Ich schüttelte den Kopf. "Und das soll erstmal so bleiben. Besser, es wissen so wenig wie möglich von dieser peinlichen Sache." Mit meinen ehemaligen Schulfreunden konnte ich nicht darüber reden. Anzu hätte mir Vorwürfe an den Kopf geworfen. Wie naiv ich wäre und mir endlich aus dem Kopf schlagen sollte, Kaiba besiegen zu wollen. Honda wäre wohl direkt in die Kaiba-Villa gefahren, um Seto Kaiba persönlich eine rein zu hauen. Und Yugi? Er wäre vollkommen überfordert. Würde versuchen, eine vernünftige Lösung zu finden. Vielleicht würde er auch mit Kaiba sprechen, um einer dieser sinnlosen Versuche zu starten, mit Kaiba ein vernünftiges Gespräch zu führen. In fast allen dieser Fälle wäre rausgekommen, dass ich den Vertrag gebrochen hätte und ich hatte echt keine Lust herauszufinden, welche Probleme mir Kaiba auf den Hals hetzen würde. Nein, diese Sache wollte ich meinen Freunden nicht an die Backe kleben. In dieser Situation schien Mai die einzige, der ich dieses Geheimnis aufbürden konnte. Im Gegensatz zu den anderen, machte sie sich weniger Gedanken um die Konsequenzen, urteilte nicht und posaunte ihre Meinung offenherzig heraus.

"Du kannst dich immer an mich wenden, meine Süße." Mai drückte sich an mich. Ich erwiderte ihre Umarmung, froh, dass Mai auf meiner Seite war. "Und dass ich einmal mit dir shoppen gehen würde…wir zwei werden viel Spaß haben."
"Habe ich schon erwähnt, dass ich Einkaufen hasse?" Aber Mai ignorierte mich, zog an meinem Arm und zeigte auf eines der Schaufenster.
"Das sieht mir nach einem verdammt teuren Laden aus", meinte ich und suchte nach einem Preisschild auf eines dieser überladenen Kleider.
"Du hast doch gesagt, dass Kaiba dich zum Essen eingeladen hat und du in entsprechendem Dresscode erscheinen sollst."
"Mai, er hat mich nicht zum Essen eingeladen. Wie du weißt, habe ich keine Wahl."
"Du wirst kleinlich, Liebes. Hauptsache du haust ihn von den Socken, wenn du heute Abend bei ihm auftauchst.

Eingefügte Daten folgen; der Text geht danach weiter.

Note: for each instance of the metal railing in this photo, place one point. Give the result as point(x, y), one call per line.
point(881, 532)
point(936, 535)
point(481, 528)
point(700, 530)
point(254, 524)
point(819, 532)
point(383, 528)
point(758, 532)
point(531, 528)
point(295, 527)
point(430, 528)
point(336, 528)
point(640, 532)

Vielleicht führt er dich in ein edles Restaurant aus."
"Hiermit?!" Ich zog an meinem Halsband, oder besser gesagt, versuchte ich es. Das Ding war so eng um meinen Hals geschnürt, dass nicht einmal eine Münze hindurch gerutscht wäre. Ich schüttelte den Kopf. "Vergiss' es, Mai. Und außerdem kann ich mir solche Klamotten überhaupt nicht leisten-"
"Papperlapapp." Meine Widerworte ignorierend, schob mich Mai in die Edelboutique. Die Verkäuferin erkannte die rassige Blondine, überreichte uns beiden ein Glas Champagner, die beide von Mai Kujaku abgefangen wurden, und fragte nach dem Anlass.
"Die junge Dame braucht ein Abendkleid", damit zeigte Mai auf meine Wenigkeit, dass die Verkäuferin erst jetzt anfing, Blickkontakt zu mir aufzunehmen. Bisher schien sie mich eher als Accessoire wahrgenommenen zu haben. Sie war so auf die hübsche Duellantin fokussiert, dass sie geradezu enttäuscht schien, mit mir Vorlieb nehmen zu müssen.